Since this festival marks the beginning of the year, New Year’s Day is thought of as a perfect time for a “clean start” or New Year’s resolutions. People worldwide resolve to act better in the year just beginning than in the year just ended.
No day has ever been observed on so many different dates or in so many different ways. All over the world, countries have their own special beliefs about what the New Year means to them.
While many people in the United States observe New Year’s Day on January 1st by throwing parties late into the night on the eve of December 31st, people in China celebrate this holiday for several days between January 17th and February 19th, at the time of the new moon. The Chinese called this time of feasting and celebrations Yuan Tan. Lanterns illuminate the streets as the Chinese use thousands of lanterns “to light the way” for the New Year. The Chinese believe that evil spirits roam the earth at the New Year, so they let off firecrackers to scare off the spirits and seal their windows and doors with paper to keep the evil demons out.

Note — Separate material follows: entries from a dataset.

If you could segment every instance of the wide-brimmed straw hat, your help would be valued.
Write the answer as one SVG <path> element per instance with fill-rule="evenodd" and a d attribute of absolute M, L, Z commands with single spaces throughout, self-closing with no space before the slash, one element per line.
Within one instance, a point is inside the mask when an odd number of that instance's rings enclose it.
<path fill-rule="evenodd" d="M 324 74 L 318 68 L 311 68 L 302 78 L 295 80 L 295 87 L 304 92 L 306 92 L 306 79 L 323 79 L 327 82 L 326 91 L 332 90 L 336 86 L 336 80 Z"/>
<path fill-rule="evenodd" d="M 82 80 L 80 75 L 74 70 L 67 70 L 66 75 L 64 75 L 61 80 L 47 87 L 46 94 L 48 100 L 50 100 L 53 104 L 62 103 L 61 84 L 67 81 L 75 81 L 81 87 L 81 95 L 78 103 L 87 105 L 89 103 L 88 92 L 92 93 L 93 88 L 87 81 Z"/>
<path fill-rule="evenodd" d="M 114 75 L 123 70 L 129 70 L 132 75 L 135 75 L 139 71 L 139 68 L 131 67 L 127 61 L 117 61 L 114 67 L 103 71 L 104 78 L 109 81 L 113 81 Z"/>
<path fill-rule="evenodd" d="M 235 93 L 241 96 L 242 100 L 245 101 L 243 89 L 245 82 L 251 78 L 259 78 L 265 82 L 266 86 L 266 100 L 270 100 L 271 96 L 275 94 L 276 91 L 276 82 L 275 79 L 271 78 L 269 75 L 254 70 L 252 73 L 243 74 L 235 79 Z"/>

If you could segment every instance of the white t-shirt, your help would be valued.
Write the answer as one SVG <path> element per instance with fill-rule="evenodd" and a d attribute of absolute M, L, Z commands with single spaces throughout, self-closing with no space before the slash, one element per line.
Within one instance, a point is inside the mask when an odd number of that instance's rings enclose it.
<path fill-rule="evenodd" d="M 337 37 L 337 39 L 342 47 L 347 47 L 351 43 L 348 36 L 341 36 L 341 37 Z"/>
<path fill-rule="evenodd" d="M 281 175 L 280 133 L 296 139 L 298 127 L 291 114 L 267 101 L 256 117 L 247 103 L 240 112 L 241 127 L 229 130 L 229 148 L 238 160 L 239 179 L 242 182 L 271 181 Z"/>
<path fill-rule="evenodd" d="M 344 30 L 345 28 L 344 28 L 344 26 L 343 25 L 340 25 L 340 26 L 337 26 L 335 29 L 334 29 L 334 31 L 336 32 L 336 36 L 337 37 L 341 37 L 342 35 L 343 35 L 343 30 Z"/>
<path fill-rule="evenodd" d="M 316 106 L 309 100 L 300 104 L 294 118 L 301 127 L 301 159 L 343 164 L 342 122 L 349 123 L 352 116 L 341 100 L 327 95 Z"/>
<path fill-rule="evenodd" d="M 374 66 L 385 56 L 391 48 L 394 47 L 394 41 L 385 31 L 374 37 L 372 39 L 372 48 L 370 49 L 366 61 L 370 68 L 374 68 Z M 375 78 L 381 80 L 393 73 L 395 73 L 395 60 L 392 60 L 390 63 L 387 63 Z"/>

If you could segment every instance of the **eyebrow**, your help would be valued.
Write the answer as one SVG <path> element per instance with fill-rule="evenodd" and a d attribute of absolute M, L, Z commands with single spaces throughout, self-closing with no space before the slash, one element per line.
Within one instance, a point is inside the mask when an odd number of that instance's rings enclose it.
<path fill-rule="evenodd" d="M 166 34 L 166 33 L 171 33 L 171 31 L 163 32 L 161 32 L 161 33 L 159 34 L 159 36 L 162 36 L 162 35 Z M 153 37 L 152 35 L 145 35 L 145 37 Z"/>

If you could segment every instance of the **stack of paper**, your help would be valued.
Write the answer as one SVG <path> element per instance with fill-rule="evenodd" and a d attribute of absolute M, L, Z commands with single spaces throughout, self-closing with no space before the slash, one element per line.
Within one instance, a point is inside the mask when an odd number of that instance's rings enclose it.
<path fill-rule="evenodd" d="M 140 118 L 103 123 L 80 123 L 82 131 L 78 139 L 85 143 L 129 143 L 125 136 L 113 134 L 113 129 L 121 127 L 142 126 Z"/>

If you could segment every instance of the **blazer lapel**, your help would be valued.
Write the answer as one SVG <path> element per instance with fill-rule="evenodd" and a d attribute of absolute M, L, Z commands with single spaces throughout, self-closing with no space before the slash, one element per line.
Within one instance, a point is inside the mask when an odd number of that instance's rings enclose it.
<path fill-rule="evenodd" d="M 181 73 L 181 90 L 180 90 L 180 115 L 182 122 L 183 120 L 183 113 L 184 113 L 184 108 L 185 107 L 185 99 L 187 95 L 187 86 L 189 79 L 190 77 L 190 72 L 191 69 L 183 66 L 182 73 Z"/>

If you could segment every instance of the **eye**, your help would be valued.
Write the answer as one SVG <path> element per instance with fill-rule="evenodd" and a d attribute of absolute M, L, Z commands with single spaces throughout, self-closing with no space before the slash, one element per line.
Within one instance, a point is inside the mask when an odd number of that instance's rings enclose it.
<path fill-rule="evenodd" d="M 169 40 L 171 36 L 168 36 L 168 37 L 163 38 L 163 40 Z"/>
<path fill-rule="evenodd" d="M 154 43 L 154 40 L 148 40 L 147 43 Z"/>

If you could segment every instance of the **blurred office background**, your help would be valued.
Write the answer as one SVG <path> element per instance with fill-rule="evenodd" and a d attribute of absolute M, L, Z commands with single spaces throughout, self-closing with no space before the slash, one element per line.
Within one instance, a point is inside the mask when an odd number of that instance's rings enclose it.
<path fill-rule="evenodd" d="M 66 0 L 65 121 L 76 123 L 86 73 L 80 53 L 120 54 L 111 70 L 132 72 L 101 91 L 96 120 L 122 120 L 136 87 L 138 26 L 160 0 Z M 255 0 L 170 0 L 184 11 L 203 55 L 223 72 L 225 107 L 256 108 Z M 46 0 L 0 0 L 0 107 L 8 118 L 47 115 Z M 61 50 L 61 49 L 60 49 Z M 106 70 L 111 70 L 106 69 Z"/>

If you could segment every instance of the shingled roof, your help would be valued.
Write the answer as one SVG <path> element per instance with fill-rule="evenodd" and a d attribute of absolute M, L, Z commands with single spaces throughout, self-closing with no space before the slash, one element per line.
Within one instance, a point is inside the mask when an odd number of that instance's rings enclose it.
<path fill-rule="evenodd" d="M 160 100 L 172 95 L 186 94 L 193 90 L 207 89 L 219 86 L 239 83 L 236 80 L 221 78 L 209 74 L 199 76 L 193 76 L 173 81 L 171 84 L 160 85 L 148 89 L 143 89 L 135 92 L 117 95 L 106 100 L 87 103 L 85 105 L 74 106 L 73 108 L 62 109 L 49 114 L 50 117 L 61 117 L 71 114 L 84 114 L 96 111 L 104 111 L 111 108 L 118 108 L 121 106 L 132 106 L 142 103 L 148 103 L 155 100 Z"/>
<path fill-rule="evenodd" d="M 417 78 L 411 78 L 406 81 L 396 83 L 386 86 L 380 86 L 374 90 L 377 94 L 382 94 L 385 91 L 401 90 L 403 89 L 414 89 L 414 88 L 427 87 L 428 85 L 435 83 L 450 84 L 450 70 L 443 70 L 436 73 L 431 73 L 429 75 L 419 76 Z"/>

In Scotland, the New Year is called Hogmanay. In the villages of Scotland, barrels of tar are set afire and then rolled down the streets. This ritual symbolizes that the old year is burned up and the new one is allowed to enter.
New Year’s Day is also the Festival of Saint Basil in Greece. Children leave their shoes by the fireside on New Year’s Day with the hope that Saint Basil, who was famous for his kindness, will come and fill their shoes with gifts.
The Jewish New Year is called Rosh Hashanah. It is a holy time when Jews recall the things they have done wrong in the past, and then promise to do better in the future. Special services are held in the synagogues, children are given new clothes and New Year loaves are baked to remind people of harvest time.
Iran’s New Year’s Day, which is in March, celebrates not only the beginning of the new year according to the solar calendar, but also bahar, “the beginning of spring.”
On New Year’s Day in Japan, everyone gets dressed in their new clothes and homes are decorated with pine branches and bamboo–symbols of long life.
In European countries such as Italy, Portugal and the Netherlands, families start the New Year by first attending church services. Afterwards, they visit friends and relatives. In Italy, boys and girls receive gifts of money on New Year’s Day.